Crypto in Crisis, El Salvador

John Quinlan, Writer

Cryptocurrency has skyrocketed in popularity over the past few years, and it has gained more formality as large institutions begin to use it. Advocates for the use of crypto reached a major milestone on September 7th, as El Salvador became the first country to accept Bitcoin as legal tender.

Text of the law states “the purpose of this law is to regulate bitcoin as unrestricted legal tender with liberating power, unlimited in any transaction, and to any title that public or private natural or legal persons require carrying out.” Bitcoin’s biggest advocate in El Salvador and face of this new program is the country’s president, Nayib Bukele.

Bukele believes that Bitcoin can push El Salvador towards becoming a developed nation, “My dream would be that El Salvador will transit its way from the Third World to the First World. It’s probably not going to be done in a couple of years but, you know, probably at least we can set up the path.”

My dream would be that El Salvador will transit its way from the Third World to the First World. It’s probably not going to be done in a couple of years but, you know, probably at least we can set up the path

Supporters of this move believe that bitcoin boosts financial inclusion in El Salvador. Around 70% of Salvadorans do not have access to financial services. Many hope that the crypto will help expand the country’s economy, even for its poorest citizens.

Another main argument for bitcoin’s adoption is to ease the transfer of remittances. Remittances are money sent home to El Salvador from family members working abroad and they account for about a quarter of the country’s GDP. Bukele and the law’s supporters hope bitcoin can make the process of transferring money across borders frictionless.

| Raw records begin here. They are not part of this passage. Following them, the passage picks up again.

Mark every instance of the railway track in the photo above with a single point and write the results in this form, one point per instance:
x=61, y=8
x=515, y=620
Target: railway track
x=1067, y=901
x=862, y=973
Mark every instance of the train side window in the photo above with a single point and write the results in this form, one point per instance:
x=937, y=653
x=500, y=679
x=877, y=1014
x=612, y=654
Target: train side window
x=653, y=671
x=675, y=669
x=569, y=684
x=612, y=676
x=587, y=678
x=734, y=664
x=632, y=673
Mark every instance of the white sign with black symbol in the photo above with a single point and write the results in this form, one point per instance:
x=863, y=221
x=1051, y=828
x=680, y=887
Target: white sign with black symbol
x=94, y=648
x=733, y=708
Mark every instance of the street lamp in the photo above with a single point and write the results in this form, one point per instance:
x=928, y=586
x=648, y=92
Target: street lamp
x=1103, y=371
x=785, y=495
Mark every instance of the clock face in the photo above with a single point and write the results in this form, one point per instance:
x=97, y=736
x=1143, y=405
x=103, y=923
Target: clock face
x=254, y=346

One day before the law passed, the central american country purchased 200 bitcoin, bringing its total to 400 bitcoin. The country’s wallet is worth roughly $20 million.

To facilitate the use of the cryptocurrency and increase its liquidity, El Salvaador created a crypto wallet app called Chivo. Salvadorans can use a national ID to sign up for the app and begin transactions with bitcoin. As an incentive for citizens to download the app, users will receive $30 worth of bitcoin if they sign up.

Chivo has been off to a rocky start, marked by technical difficulties. The app has experienced many crashes on the google play store. Many are concerned with lack of access to the app, as much of El Salvador does not own a smartphone.

Ricardo Castaneda, a Salvadoran economist, criticizes the app’s rollout, “There has been a high degree of improvisation in the rollout of Chivo and a great deal of opacity. The app asks for access to your microphone and your contacts, which are not needed for a wallet. Bitcoin might be a distraction but given the decision to push ahead with the plan despite popular opposition and the advice of experts, it could also be an important pillar of Bukele’s political project.”

The adoption of crypto in the country has not been met without large criticism. Some polls report that two-thirds of Salvadorians oppose the bitcoin law. Most oppositions of the law cite lack of access and volatility of the crypto. Thousands have taken to the streets to protest the new law. A bitcoin ATM was even vandalized.

Protests in San Salvador marched in the streets this past week, criticizing the law as a power grab by Bukele. Many are not just concerned about the bitcoin adoption law, but also the growing authoritarianism of Bukele and his government.

The eccentric President has been replacing federal judges and continues to gain power. He seemingly has control of El Salvador’s three branches of government. There is also a new court ruling allowing for the President to serve two consecutive terms, just in time for Bukele’s reelection in 2024

The 40 year old leader took to twitter to respond to criticism from the Biden administration, “But with all due respect: we are cleaning our house … and that is none of your business.”

Salavoran protestors donned signs that read, “Bukele dictator.” Others interviewed on the street expressed their discontent with the government and its leader.

“It’s important to say this morning: Enough already! What the government is doing is arrogant, it is authoritarianism,” an older protestor noted.

A Salvadoran student criticized his president’s demeanor, “I don’t like the way he (Bukele) is behaving at all, he is like a capricious child.”

While many crypto advocates were excited to hear of the adoption of crypto’s flagship currency, the process may not be what they envisioned. El Salvador has deep rooted issues and it does not seem like the adoption of bitcoin will solve them anytime soon.